Last updated: Thu 2 Apr 2015, 3:12 PM

Eventually he ended the interview with these words: "This country is the least risky country among all the countries in the Middle East. With no exception." Alas, last week’s events proved him wrong.

The tragic death of the former Lebanese prime minister has triggered an unexpected reaction among the Lebanese who have taken to the streets, en masse, calling for the withdrawal of Syrian troops from their country. One week after explosion that killed the prominent Lebanese leader, uniting Lebanese of all religions and all walks of life, renewed pressure is growing on Syria. Anti-Syrian protests have been massive — and peaceful — but there is always the danger that violence can erupt.

Hariri’s assassination, followed by the announcement two days later that Syria and Iran were forming a common front to counter US pressures, has raised the ante between Washington and Damascus. On Monday, the first day of his European tour, President Bush made a point of stressing that Syria should leave Lebanon. Unlike Iraq, Bush’s stance on Syria will fall on sympathetic ears in Europe where the European Union, and particularly France, has been actively calling for an end to Syria’s military role in Lebanon. Hariri’s assassins — whoever they are — might never have expected the death of the former prime minister to generate that kind of response — both in Lebanon and around the world.

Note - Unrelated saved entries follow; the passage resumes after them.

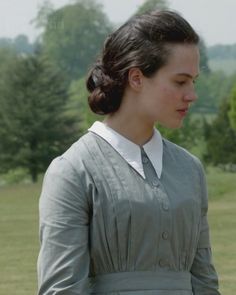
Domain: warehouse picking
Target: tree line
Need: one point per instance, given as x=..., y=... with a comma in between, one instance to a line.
x=44, y=100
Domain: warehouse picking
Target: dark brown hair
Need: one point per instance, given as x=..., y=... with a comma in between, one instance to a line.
x=141, y=42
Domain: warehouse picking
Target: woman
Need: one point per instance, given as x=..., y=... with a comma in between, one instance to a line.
x=124, y=211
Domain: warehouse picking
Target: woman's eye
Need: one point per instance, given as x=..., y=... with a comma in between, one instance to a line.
x=180, y=82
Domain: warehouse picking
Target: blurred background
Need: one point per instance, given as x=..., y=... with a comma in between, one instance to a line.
x=46, y=49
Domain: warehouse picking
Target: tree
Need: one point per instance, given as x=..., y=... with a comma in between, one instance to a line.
x=34, y=125
x=220, y=139
x=74, y=35
x=232, y=107
x=149, y=5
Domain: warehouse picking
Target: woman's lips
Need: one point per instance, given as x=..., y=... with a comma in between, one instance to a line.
x=183, y=112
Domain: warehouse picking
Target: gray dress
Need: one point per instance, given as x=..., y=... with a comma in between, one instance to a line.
x=106, y=230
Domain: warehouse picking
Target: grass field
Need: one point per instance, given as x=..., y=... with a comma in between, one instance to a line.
x=19, y=234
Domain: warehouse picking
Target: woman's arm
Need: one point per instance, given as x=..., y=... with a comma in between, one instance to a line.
x=63, y=262
x=204, y=276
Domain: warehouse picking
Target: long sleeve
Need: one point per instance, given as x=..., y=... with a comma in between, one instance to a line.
x=204, y=276
x=63, y=262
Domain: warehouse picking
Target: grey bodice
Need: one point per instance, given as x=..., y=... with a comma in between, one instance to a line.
x=106, y=230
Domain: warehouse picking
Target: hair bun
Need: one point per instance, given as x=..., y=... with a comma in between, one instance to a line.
x=103, y=89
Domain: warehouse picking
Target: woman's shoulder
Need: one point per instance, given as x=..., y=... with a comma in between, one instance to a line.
x=74, y=158
x=177, y=153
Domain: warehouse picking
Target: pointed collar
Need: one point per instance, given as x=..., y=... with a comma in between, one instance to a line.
x=130, y=151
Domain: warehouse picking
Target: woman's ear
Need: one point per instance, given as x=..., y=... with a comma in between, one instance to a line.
x=135, y=79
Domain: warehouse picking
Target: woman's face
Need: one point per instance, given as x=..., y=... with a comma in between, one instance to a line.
x=166, y=97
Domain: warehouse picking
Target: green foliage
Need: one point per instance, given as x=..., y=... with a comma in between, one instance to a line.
x=34, y=127
x=221, y=51
x=211, y=89
x=204, y=65
x=79, y=103
x=74, y=35
x=220, y=139
x=187, y=136
x=20, y=44
x=232, y=108
x=149, y=5
x=226, y=65
x=222, y=57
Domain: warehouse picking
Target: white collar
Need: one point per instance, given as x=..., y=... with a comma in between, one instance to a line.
x=130, y=151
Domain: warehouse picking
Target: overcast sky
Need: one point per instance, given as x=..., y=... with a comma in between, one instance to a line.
x=215, y=20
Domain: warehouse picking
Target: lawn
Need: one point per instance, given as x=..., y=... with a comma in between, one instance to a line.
x=19, y=233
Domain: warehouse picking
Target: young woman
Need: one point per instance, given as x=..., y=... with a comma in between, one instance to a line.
x=124, y=211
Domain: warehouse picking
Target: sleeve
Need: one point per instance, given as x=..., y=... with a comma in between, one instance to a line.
x=63, y=262
x=203, y=274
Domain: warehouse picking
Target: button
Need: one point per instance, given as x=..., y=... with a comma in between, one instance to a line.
x=163, y=262
x=155, y=183
x=145, y=160
x=165, y=235
x=165, y=206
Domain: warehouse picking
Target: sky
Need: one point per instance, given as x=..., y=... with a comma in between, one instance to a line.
x=214, y=20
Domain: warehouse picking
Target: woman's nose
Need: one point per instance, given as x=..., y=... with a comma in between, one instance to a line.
x=191, y=95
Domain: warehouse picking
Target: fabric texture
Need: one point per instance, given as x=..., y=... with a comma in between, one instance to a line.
x=106, y=230
x=131, y=151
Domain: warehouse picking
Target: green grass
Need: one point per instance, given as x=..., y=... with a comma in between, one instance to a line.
x=19, y=239
x=19, y=233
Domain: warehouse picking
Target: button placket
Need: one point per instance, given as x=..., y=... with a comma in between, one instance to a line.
x=164, y=245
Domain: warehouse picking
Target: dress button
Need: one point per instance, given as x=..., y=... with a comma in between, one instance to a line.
x=165, y=206
x=155, y=183
x=163, y=262
x=145, y=160
x=165, y=235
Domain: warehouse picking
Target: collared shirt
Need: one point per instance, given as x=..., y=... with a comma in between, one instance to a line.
x=130, y=151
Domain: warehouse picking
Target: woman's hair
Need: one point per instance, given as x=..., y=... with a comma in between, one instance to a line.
x=141, y=42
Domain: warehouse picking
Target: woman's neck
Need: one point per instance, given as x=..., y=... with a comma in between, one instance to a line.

Although the Bush administration was careful not to point accusing fingers at Damascus, Washington did recall its ambassador from Damascus for consultations. It was a thinly veiled accusation and Washington’s way of showing its strong displeasure with Bashar Assad’s regime, which Washington continues to accuse of supporting terrorism. Secretary of State Condoleezza Rice summed up Syrian-American relations as "worsening."

Indeed, there are good chances that relations between Washington and Damascus will continue to worsen unless immediate steps are taken to avoid escalating the crisis. Washington and Paris are insisting for the implementation of United Nations Resolution 1559, that calls for the withdrawal of foreign forces from Lebanon. France’s ambassador to the United Nations, Jean-Marc de La Sablière, said that "Resolution 1559 is a very important resolution, and it is important that this resolution is implemented."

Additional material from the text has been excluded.